High school is the next step. "Go back to our generation," said John McKay of USC. "In high school there was one coach. He went from football to basketball to baseball and then maybe track. Now they've got a man for each sport with others helping out. You'll find a large number of high schools with six, seven, even eight football assistants.

"Each year the high school player becomes more skilled, more seasoned and more imbued with the little nuances of the game," McKay continued. "They've specialized through three or four years on offense or on defense. Last Saturday night my son's team threw 44 passes. You know they aren't going to throw that many passes unless they have someone to throw that well and someone to catch them."

"The young athletes we are getting today are better." said Frank Broyles of Arkansas, "because they've been platooned at the skilled positions all the way back through high school. Even in Arkansas the quarterbacks and wide receivers play as specialists in high school. By the time a quarterback is ready to play for us, he's already had six years or so of special training. Until recently, he played both ways in high school, his team never threw the ball and we never found out who could pass until we'd had a boy two or three years."

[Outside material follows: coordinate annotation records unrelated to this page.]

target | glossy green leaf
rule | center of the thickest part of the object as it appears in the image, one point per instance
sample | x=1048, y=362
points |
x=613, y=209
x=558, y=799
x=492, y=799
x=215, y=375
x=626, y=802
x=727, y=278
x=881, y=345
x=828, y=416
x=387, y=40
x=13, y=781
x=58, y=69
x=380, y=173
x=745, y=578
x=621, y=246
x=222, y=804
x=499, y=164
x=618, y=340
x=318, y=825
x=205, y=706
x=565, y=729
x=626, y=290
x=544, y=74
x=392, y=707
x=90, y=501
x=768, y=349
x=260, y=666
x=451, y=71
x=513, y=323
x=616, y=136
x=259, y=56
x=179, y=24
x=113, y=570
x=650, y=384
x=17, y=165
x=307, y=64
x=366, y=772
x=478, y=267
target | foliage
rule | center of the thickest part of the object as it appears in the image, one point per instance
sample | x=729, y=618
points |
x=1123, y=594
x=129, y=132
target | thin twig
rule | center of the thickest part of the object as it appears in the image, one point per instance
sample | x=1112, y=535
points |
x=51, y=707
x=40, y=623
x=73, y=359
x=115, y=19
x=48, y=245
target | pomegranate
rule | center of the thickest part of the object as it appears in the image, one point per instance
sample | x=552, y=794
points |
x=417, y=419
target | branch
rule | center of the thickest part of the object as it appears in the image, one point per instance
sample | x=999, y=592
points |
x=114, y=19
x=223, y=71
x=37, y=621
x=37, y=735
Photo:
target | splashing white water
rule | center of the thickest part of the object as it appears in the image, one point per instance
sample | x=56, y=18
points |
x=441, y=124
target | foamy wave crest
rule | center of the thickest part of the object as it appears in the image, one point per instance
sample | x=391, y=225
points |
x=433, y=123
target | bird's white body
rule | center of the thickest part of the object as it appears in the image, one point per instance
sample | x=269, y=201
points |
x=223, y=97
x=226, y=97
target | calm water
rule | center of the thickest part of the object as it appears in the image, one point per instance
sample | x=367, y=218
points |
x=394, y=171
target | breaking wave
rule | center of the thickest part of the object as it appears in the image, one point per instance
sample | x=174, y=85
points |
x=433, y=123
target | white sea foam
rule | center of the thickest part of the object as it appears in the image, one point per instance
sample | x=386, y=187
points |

Arkansas' Bill Montgomery broke in as a sophomore a year ago. Was Broyles apprehensive? "Sure," he admits. "But not as much as I once would have been."

"The sophomore quarterback is playing now because that's what you bear down on in recruiting," said Shug Jordan. "When you get six or eight of the top ones out of high school, you've got the best athletes at those schools, generally. And when one emerges from that kind of a crowd, he's usually pretty outstanding."

"A Terry Hanratty, a Mike Phipps or a Rex Kern have so much natural talent that you can't deny them a starting role," said Notre Dame's Ara Parseghian, who started Hanratty as a sophomore in 1966. "There's no doubt at all that today's sophomores are better. They still make mistakes. But their skills override their errors."

"It's how good they can throw," said John Ralston of Stanford. "Not how old they are."

Or, as Charlie Tate put it: "My lands these boys spend so much time watching Joe Namath on television, by the time they get to college they're whip smart. My three boys are playing junior ball. When I was little, we knew everybody's batting average in the big leagues. But now it's all football. I mean, they're so sophisticated."